As someone whose grandparents immigrated here from Palestine, I can’t vote for Biden, she said.
But Trump is also a no-go for the registered Democrat, and she couldn’t remember the name of the third candidate who had ever piqued her interest. (She later remembered it was Claudia
The
la Cruz
or covered the and lc la/sw
of the Party for Socialism and Liberation.)
Fox was once one
an enthusiastic follower of productive
politics,
spectator,
to coordinate
go inside
presidential election debates and
following it
current events. Even though she wants to stay informed, Fox said, she has taken a step back from keeping up with the day-to-day
hassles
of politics.
Now it’s turning into something that feels like a very depressing chore, Fox said.
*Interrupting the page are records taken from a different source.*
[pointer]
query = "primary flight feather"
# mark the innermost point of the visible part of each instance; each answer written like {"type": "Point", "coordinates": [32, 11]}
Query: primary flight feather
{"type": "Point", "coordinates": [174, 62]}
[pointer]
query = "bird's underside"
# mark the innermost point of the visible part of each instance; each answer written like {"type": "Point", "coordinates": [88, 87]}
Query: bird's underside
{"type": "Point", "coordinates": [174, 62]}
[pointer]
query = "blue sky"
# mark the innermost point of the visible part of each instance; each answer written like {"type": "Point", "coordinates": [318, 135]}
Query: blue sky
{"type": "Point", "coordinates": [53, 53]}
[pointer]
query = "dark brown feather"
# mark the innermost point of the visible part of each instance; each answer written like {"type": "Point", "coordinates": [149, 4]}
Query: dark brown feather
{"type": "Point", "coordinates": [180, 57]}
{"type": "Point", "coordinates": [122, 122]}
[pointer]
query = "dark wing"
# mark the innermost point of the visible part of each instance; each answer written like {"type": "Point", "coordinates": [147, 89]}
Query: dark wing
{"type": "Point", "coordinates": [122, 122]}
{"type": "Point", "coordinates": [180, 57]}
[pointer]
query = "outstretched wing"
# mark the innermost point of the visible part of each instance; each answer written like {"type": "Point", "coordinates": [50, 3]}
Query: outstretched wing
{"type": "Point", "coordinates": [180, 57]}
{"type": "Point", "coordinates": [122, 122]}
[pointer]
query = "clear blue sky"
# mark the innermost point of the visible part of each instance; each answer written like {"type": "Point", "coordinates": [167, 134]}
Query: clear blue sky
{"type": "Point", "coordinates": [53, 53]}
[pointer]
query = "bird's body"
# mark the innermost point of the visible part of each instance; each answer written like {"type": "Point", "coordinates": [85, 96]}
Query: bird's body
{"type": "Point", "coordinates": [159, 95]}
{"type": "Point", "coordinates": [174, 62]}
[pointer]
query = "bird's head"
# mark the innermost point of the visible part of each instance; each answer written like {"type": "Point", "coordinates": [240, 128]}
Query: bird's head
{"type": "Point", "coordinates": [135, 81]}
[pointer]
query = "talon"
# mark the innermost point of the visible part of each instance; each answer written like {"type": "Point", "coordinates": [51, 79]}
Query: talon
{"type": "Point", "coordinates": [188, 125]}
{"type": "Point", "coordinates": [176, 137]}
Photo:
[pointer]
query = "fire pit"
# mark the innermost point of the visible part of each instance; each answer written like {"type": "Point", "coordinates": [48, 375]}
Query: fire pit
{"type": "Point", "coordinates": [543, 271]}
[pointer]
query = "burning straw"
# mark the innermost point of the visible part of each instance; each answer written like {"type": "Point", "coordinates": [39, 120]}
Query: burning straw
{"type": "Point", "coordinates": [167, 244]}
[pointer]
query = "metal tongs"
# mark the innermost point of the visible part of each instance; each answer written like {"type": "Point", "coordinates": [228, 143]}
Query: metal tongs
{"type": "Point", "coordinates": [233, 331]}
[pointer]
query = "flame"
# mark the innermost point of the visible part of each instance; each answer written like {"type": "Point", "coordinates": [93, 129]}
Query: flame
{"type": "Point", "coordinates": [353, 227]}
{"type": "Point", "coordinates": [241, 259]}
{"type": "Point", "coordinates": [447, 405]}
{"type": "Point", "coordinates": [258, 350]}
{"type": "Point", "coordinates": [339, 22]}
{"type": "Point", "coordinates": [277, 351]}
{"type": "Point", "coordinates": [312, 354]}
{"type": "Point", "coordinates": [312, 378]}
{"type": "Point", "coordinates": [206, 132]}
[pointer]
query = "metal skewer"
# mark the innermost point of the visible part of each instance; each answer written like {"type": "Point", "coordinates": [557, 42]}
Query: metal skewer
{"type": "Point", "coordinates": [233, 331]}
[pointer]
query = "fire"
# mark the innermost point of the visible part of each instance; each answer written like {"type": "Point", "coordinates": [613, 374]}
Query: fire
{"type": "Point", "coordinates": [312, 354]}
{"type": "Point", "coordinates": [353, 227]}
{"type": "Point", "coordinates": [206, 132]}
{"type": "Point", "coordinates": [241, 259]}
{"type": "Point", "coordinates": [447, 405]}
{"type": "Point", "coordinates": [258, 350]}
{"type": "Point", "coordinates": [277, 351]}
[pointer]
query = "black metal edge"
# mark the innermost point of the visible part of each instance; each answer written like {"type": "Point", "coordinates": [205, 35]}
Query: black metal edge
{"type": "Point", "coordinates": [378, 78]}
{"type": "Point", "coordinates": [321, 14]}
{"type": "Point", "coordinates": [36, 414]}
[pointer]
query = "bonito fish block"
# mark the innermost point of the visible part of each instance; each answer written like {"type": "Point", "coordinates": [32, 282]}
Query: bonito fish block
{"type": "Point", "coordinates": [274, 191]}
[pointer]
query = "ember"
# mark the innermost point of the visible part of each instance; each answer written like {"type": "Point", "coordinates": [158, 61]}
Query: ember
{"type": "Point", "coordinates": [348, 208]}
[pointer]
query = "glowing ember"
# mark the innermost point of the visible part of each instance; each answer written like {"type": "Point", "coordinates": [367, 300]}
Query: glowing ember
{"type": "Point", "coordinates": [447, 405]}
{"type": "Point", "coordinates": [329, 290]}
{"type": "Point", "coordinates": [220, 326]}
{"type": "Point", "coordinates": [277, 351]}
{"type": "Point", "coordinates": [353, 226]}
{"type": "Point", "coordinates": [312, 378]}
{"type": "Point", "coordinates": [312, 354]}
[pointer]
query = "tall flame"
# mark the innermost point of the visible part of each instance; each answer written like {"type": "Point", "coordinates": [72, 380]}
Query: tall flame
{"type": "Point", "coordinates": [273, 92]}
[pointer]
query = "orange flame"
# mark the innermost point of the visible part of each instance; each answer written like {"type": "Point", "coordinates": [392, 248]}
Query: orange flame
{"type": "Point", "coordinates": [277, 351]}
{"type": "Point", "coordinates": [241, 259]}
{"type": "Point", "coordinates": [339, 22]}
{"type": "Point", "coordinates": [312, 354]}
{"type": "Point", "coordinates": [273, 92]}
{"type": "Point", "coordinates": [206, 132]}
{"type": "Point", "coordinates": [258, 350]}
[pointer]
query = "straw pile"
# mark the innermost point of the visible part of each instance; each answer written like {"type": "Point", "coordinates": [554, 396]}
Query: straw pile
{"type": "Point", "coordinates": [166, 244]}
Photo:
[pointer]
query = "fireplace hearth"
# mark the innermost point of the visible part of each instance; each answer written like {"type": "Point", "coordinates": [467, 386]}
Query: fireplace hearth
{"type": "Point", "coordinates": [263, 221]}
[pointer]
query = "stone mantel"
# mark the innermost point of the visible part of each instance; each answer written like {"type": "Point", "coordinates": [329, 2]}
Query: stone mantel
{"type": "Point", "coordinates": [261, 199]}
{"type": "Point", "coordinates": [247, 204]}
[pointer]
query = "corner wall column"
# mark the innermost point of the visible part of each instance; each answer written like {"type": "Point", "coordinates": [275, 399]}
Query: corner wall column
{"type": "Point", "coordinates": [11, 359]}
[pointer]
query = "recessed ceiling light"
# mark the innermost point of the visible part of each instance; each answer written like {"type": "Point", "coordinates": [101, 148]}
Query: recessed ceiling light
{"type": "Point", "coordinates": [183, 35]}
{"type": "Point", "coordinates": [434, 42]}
Like, “Well, I guess I’m going to find out what’s going on for the election I don’t want to vote in.”
The most she can do now, she said,
We consume a few videos or op-eds about the Middle East conflict before wrapping up and playing a few easy TikTok videos to lighten the mood.
moved down for flow/sw
But the road from the primaries to the general election in November is a long one, and a lot could change over the next seven months.
“I don’t know how much the candidates or the campaigns will be able to increase turnout as much as events beyond their control,” said Sichel, the Republican strategist. “Because, you know, who doesn’t already know where they stand on Trump and Biden?”
When Lynne, a 70-year-old voter in Long Beach who declined to give her last name, cast her ballot on Super Tuesday, she encouraged her fellow voters to stay focused.
We can’t think about the president so much; Well, be crazy, said Lynne. Just focus on your own little part of the world. Make your own little part of the world a better place.
Fernando Dowling is an author and political journalist who writes for 24 News Globe. He has a deep understanding of the political landscape and a passion for analyzing the latest political trends and news.